Thurnher M, Clausen H, Fierz W, Lanzavecchia A, Berger E G
Institute of Physiology, University of Zürich, Switzerland.
Eur J Immunol. 1992 Jul;22(7):1835-42. doi: 10.1002/eji.1830220724.

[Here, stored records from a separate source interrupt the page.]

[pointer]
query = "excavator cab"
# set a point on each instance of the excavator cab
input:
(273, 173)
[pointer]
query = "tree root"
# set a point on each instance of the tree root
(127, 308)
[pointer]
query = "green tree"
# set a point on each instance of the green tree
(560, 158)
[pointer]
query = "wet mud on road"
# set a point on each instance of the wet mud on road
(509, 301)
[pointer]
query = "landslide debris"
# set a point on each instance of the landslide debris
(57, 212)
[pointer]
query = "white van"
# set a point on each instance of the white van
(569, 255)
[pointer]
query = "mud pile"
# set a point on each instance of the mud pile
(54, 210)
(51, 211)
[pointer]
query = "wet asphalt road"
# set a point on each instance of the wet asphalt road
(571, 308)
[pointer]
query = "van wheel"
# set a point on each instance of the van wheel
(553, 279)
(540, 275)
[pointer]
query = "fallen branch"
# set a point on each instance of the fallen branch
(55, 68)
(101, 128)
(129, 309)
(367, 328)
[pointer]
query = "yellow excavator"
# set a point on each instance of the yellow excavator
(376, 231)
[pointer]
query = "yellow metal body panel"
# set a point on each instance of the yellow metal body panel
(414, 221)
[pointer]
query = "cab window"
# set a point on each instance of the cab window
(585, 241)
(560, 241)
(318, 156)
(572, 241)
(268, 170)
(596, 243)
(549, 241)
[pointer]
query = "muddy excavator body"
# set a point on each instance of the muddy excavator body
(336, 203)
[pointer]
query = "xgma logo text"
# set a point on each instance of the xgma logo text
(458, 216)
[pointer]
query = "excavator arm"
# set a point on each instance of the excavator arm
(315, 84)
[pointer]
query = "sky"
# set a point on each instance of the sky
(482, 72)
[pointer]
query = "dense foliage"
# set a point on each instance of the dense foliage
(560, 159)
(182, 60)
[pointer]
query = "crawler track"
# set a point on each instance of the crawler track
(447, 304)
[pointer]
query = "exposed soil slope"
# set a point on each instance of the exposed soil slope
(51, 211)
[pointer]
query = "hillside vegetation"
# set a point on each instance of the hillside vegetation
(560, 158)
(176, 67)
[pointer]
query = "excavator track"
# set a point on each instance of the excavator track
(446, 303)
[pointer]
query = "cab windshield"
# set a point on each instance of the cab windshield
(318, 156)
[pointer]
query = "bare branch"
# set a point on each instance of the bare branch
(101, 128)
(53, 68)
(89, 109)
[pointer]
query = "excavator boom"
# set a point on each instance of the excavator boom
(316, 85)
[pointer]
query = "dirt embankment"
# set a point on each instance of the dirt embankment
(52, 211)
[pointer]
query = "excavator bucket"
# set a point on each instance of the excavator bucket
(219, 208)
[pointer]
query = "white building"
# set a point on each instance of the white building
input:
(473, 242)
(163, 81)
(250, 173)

To delineate the extent of O-galactosyltransferase deficiency within the lymphoid lineage, monoclonal antibody specific for the Thomsen-Friedenreich (TF) antigen (Gal beta 1----3GalNAc alpha 1-O-Ser/Thr) and its precursor the Tn antigen (GalNAc alpha 1-O-Ser/Thr) were applied to the flow cytometric analysis of peripheral blood lymphocytes from a patient with permanent mixed-field polyagglutinability (PMFP). We show that only a minor population of 4% expressed the Tn antigen which is in contrast to 93% of the patient's erythrocytes carrying the defect. Tn+ lymphocytes mainly belonged to the CD3+ subset, but were also CD19+ or CD16+. Both Tn+ and TF+ T cell clones from patient R. R. were established and shown to belong to the CD4+ or CD8+ antigenic subset. Three glycosyltransferase activities were determined in lysates from these clones: all Tn+ clones were deficient in UDP-Gal: GalNAc alpha 1-O-Ser/Thr beta 1----3 galactosyltransferase (beta 3Gal-T) activity; by contrast this activity was present in all lysates from TF-expressing clones. UDP-GalNAc: polypeptide alpha-N-acetylgalactosaminyltransferase (GalNAc-T) and UDP-Gal: GlcNAc-R beta 1----4 galactosyl-transferase (beta 4Gal-T) exhibited similar activities in both Tn+ and TF+ T cell clones. As a consequence of defective O-galactosylation in Tn+ T cells, cell surface sialic acid of Tn+ clones was reduced by greater than 50% when compared to TF+ clones as demonstrated by sialic acid-specific labeling using fluoresceinated Limax flavus agglutinin(LA) and flow cytometry. The Tn phenotype of T cell clones was stable for more than 1 year of continuous expansion in vitro. These data demonstrate that in PMFP, T cells may also be affected by the O-galactosyltransferase deficiency which is accompanied by a substantial loss of cell surface sialic acid. However, the frequency of Tn+ lymphocytes in peripheral blood from patient R.R. was strikingly low. These T cell clones should be useful to study the defect at a genetic level and the importance of O-linked carbohydrates for proper T cell function.
为了确定O-半乳糖基转移酶缺乏在淋巴谱系中的程度,将针对汤姆森-弗里德赖希(TF)抗原(Galβ1----3GalNAcα1-O-Ser/Thr)及其前体Tn抗原(GalNAcα1-O-Ser/Thr)的单克隆抗体应用于对一名患有永久性混合凝集性(PMFP)患者外周血淋巴细胞的流式细胞术分析。我们发现,只有4%的少数细胞群体表达Tn抗原,这与93%携带该缺陷的患者红细胞形成对比。Tn+淋巴细胞主要属于CD3+亚群,但也有CD19+或CD16+。建立了来自患者R.R.的Tn+和TF+ T细胞克隆,并显示它们属于CD4+或CD8+抗原亚群。测定了这些克隆裂解物中的三种糖基转移酶活性:所有Tn+克隆均缺乏UDP-Gal:GalNAcα1-O-Ser/Thrβ1----3半乳糖基转移酶(β3Gal-T)活性;相比之下,表达TF的克隆的所有裂解物中均存在这种活性。UDP-GalNAc:多肽α-N-乙酰半乳糖胺基转移酶(GalNAc-T)和UDP-Gal:GlcNAc-Rβ1----4半乳糖基转移酶(β4Gal-T)在Tn+和TF+ T细胞克隆中表现出相似的活性。由于Tn+ T细胞中O-半乳糖基化缺陷,与TF+克隆相比,Tn+克隆的细胞表面唾液酸减少了50%以上,这通过使用荧光素化的黄蛞蝓凝集素(LA)进行唾液酸特异性标记和流式细胞术得以证明。T细胞克隆的Tn表型在体外连续传代培养1年多的时间里保持稳定。这些数据表明,在PMFP中,T细胞也可能受到O-半乳糖基转移酶缺乏的影响,这伴随着细胞表面唾液酸的大量丧失。然而,患者R.R.外周血中Tn+淋巴细胞的频率极低。这些T细胞克隆对于在基因水平研究该缺陷以及O-连接碳水化合物对正常T细胞功能的重要性应该是有用的。